Wenn ein Arzt hinter dem Sarg seines Patienten geht, so folgt manchmal tatsächlich die Ursache der Wirkung.

ROBERT KOCH

FMA-BESCHEIDE
FMA Strafbescheid

Öffentlichkeit ist der Sauerstoff der Demokratie, hat Günter Wallraff einmal gesagt. Das finden wir auch und ziehen die Konsequenz: äußerste Transparenz!

 

FMA-BESCHEIDE 30. November 2012

Die FMA-Bescheide sind da!

FMA-Bescheid Nr. 1: Anordnung (PDF, 16 Seiten, 4,2 MB)
FMA-Bescheid Nr. 2: Strafe (PDF, 19 Seiten, 4,8 MB)

Letzten Freitag, 30. November 2012, wurden Heini zwei Bescheide der Finanzmarktaufsicht (FMA) zugestellt.

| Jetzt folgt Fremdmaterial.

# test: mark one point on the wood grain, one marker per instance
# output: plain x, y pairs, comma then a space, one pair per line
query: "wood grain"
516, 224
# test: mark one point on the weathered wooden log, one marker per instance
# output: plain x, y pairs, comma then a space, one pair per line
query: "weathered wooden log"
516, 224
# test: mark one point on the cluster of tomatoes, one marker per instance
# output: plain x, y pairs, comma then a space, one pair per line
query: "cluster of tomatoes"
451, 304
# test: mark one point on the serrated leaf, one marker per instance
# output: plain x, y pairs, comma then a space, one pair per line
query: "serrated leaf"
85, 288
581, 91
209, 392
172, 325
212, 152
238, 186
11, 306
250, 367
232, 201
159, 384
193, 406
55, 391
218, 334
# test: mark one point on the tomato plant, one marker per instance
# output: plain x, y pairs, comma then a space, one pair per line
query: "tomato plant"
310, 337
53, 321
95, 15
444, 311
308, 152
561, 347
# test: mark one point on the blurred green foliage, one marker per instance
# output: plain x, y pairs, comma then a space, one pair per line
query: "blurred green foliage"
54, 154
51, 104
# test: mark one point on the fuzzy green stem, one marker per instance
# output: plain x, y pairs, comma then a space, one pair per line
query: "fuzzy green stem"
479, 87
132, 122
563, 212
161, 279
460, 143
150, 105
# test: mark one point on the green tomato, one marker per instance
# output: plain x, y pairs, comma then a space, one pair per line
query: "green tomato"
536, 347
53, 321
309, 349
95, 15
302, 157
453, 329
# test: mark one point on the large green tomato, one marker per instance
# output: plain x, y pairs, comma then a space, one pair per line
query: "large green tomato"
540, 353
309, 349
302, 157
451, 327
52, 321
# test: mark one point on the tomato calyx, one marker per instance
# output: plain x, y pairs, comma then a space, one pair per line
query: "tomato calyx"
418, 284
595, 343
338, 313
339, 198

Im ersten Bescheid (Anordnung) ordnet die FMA an, “binnen sechs Wochen die unerlaubte gewerbliche Entgegennahme fremder Gelder als Einlage durch die weitere Entgegennahme von fremden Geldern als Einlage sowie durch das weitere Halten der bereits entgegen genommenen fremden Gelder zu unterlassen”. Der etwas sperrige Text in einfachem Deutsch: Die Darlehen, die GEA den erfreulichen Aufschwung ermöglicht haben, sollen bis 11. Jänner 2013 zurückgezahlt werden. Wenn nicht, wird im ersten Bescheid eine Zwangsstrafe von 10.000 Euro angedroht.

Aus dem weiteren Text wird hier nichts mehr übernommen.